Know-Your-Farmer.jpgIn the launch, Deputy Agriculture Secretary Kathleen Merrigan, who takes the leading role on Know Your Farmer, Know Your Food (KYF), highlighted such projects as helping almost 4,500 farmers extend their growing season by deploying seasonal high tunnels, which look a lot like giant green houses.

“It’s a jumping off point, so you can join the national conversation about where our food comes from,” said Agriculture Secretary Tom Vilsack.

Interestingly, KYF is not a program in the traditional sense. It does not have a budget, but it’s an initiative within the department to get existing programs to work on projects that benefit local and regional food.

“In launching, Know Your Farmer, Know Your Food, I encouraged employees across our department to break down barriers and collaborate, to find ways to work more efficiently and to provide transparent data and information to the public,” said Vilsack in a launch video, posted on usda.gov.

Part of the initiative focuses on rebuilding local and regional infrastructure for meat and poultry, much of which has been lost to centralization in the industry. According to USDA, the number of federally inspected processing plants dropped from 1,200 to 800 between 1990 and 2010.

“Large plants now slaughter the vast majority of our meat and are highly mechanized –requiring animals to be a uniform size and shape — or take animals only from producers with whom they have signed contracts,” reads the Compass report. “Smaller independent producers may not be able to access these facilities, while small processors struggle to compete with them.”

The Compass highlights a number of local meat and poultry projects to help restaurants, grocery stores, cafeterias, and farmers markets connect with farmers and ranchers in their region — a big part of making that connection is helping small and medium-sized slaughterhouses thrive.

The USDA’s map profiles the New Entry Sustainable Farming Project in Lowell, Massachusetts, which helps new farmers learn how to raise chickens.

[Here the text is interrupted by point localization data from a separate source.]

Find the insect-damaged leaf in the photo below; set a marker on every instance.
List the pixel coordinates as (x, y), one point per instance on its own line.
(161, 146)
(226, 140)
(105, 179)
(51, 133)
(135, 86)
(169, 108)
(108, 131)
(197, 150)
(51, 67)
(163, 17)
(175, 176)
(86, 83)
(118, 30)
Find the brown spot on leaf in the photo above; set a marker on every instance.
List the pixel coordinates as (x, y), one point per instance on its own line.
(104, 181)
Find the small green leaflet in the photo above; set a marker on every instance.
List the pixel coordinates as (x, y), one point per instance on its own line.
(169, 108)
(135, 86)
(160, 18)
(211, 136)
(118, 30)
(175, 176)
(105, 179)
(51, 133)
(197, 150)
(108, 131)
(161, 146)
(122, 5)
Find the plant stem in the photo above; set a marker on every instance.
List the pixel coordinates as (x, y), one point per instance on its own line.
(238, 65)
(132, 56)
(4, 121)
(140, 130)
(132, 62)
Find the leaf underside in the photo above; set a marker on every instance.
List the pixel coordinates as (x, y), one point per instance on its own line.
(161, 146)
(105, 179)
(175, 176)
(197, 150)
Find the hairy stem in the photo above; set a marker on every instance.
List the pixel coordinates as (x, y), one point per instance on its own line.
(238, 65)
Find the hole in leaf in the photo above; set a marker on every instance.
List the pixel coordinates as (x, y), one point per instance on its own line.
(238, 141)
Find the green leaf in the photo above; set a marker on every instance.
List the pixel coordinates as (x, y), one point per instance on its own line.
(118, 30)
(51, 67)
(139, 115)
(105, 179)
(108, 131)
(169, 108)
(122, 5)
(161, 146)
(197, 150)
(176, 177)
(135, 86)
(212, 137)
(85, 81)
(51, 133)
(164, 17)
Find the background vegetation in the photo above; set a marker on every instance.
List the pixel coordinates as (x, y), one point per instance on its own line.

The only problem is that there is no USDA-inspected processing facility in the state, which makes it difficult to slaughter the birds and get them to consumers. The organization ended up launching a mobile slaughter unit, which can travel from farm to farm, with USDA funding provided under a National Institute of Food and Agriculture grant. The group also got a second grant from USDA’s Sustainable Agriculture Research and Education program to develop training for food safety and business model development.

“We’ve seen a growing number of consumers wanting to connect directly with their food,” said Jennifer Hashley, a poultry producer and the director of New Entry. “With this project, farmers retain quality control of their birds from chick to plate and many recruit their customers to help with poultry processing. You can’t get more transparent or connected to your food than that!”

Shortly after the mobile slaughter unit got rolling in Massachusetts, USDA’s Food Safety and Inspection Service released guidance documents on mobile meat processing to help other states with an interest in launching similar projects.

Federal food safety officials have given local meat production more attention in the past couple years.  In 2010, FSIS launched the Small Plant Help Desk to help these smaller plants with food safety issues. According to the Compass, in the past two years the help desk has responded to more than 4,500 inquiries. Since the middle of 2011, USDA has also allowed state-inspected slaughter plants to apply to ship meat across state lines to sell in nearby markets.